The number seems so small to the length of sobriety I had. But I am still sober (again.) Spent the last few days of my vacation reading my book “Buddhism and the Twelve Steps”. I still need to read the Big Book and combine what I learn from this book with that. I have been making mental lists of who I need to make amends to. Also, I need to reboot this blog and go back to listing my mistakes. I need to reread what I have already written so I don’t repeat myself.
But I feel more positive about starting over than when I first got sober. I also realize that staying sober is an active state. It is not gonna just happen. I do need to work for it.
6 thoughts on “16 days”
Wishing you wisdom and success in your journey.

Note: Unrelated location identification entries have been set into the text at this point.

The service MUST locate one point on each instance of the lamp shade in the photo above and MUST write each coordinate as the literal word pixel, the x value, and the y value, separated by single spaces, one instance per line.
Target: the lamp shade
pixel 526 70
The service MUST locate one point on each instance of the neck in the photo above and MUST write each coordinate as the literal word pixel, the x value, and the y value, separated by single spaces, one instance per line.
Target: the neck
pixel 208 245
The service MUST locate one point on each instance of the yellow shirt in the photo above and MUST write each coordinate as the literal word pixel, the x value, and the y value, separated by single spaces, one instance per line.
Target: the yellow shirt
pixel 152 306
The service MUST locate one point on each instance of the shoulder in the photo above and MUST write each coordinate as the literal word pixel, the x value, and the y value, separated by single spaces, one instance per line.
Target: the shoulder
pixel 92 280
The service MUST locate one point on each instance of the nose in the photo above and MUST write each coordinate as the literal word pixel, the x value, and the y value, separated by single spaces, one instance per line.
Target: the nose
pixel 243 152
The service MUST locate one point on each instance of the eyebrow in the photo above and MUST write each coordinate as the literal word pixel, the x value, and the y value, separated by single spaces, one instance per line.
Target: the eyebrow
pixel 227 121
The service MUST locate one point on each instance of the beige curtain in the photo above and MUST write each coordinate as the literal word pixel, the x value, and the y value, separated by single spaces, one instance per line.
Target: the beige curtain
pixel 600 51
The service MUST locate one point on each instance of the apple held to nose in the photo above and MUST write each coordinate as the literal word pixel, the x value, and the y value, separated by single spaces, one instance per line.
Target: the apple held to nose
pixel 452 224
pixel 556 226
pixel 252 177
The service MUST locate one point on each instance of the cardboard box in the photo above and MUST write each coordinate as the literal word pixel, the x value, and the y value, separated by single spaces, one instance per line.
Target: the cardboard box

There is courage in starting anew. Wishing you many more days of successful recovery!
So glad to see you back at it. Congrats on 16 days!! Hang in there. I had many starts too so I can relate. One day at a time, you can do this! Sending many hugs.
Congratulations. As all of us know 16 sober days is no small feat. I too am in the process of rebooting my blog which I only posted to twice over a year ago. Thank you for the reminder of my last “beginning” and the added inspiration to reopen the blog.
I’ve been meaning to reading that book. Also, I’d like to check out Richard Rohr’s Breathing Underwater. I straddle the line between Christian and Buddhist, and while I’d prefer no labels at all, I know myself better than that. I’m a labeler. At least I’m a sober one. Good job on the 16 days!
I will try to check out that book also.